Number one is the economy.  A good indicator of the economy is the movement of the exchange rate of Sri Lankan rupees in the last few weeks.  It is not just that the exchange rate indicates the state of the economy. There are reports that the government is nearly bankrupt as it will have no funds to carry out certain of its functions in a few months.  This can’t be a good sign, not only for Sri Lanka, but also for its friends.  Therefore, one would assume that Sri Lanka’s friends will rescue the government one way or the other. The president can rest easy that something will be done. Ironically, this is the main cause for concern to our big neighbour.  With a president of CBK’s calibre in the south, with other superpowers meddling even in the intelligence establishments and with the peace process going nowhere, India should be thinking about keeping some sort of control in the south.  As everyone is aware, the 1987 Indian intervention was not due to the Vadamaraatchy operation or to save the Tamils, but it was to stop Sri Lanka drifting away into the west.  It can be assumed that Indian policymakers in New Delhi are sure that they don’t want Sri Lanka to be India’s Taiwan in many ways.  So, the Indian preferred option is - even if there is going to be a financial rescue of Sri Lanka, it has to be done on Indian terms.  In that case, it will be more like a “drip feed” than a rescue.  Even that will be attached with stringent conditions both from India and “friends.”
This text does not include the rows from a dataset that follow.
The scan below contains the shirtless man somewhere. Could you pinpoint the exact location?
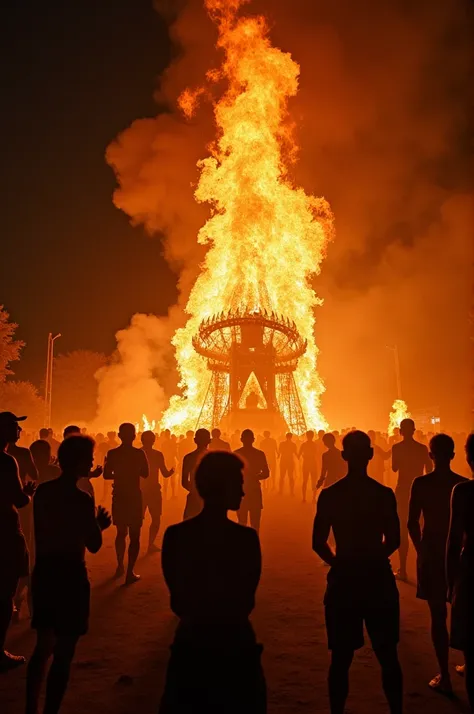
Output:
[141,431,174,554]
[313,431,403,714]
[408,434,467,696]
[392,419,433,580]
[26,436,111,714]
[104,423,148,585]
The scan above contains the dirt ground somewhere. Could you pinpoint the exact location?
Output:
[0,484,468,714]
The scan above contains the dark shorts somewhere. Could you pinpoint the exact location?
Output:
[31,563,90,637]
[324,570,400,650]
[112,494,143,529]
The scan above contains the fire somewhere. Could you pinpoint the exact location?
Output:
[388,399,411,436]
[162,0,332,429]
[135,414,156,432]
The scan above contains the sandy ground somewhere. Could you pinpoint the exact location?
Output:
[0,484,467,714]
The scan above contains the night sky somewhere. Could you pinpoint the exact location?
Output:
[0,0,176,383]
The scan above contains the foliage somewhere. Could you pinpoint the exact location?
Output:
[0,305,24,383]
[52,350,107,429]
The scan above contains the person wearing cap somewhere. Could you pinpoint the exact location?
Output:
[0,412,35,672]
[234,429,270,533]
[181,429,211,521]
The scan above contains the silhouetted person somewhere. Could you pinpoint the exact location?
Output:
[260,431,278,488]
[313,431,402,714]
[278,433,298,495]
[141,431,174,553]
[298,431,319,503]
[30,439,61,483]
[447,434,474,712]
[234,429,270,533]
[104,423,148,585]
[408,434,467,695]
[209,429,230,451]
[26,436,111,714]
[316,433,347,489]
[392,419,433,580]
[160,452,266,714]
[0,412,35,672]
[181,429,211,520]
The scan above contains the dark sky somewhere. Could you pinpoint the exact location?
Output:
[0,0,175,383]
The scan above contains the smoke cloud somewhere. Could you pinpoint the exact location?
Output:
[95,0,474,428]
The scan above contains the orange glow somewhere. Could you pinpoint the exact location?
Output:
[388,399,411,436]
[161,0,332,430]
As the drip feed will not be enough to keep up with the election promises and the inefficiencies, the government, particularly the alliance partner JVP will not be happy bunnies. The first (and sometimes only) reaction would be to blame the government,  the LTTE, the Tamils, the western countries and, eventually, India. If India has finally decided to implement the “Sethu Samuthiram”  project, to give help to war-affected areas of the northeast of Sri Lanka and to take effective control of the government of Sri Lanka, India will be the target of Sinhalese extremists’ anger. This will reverse all the current invitations to India to come in as mediatiors, facilitators and Tiger slayers.  At that point in time, India might have to decide on some firm actions.  This will be the result of these Sinhalese elites playing with India to try to persuade India to destroy the LTTE for them.  Once India has done it, these people think that the Tamils will be reduced to a screaming lot.  Then business will be as usual.  It is not only the Tamils, but also the Sinhalese people who will also have to suffer because the Sri Lankan rulers live in cloud cuckoo land.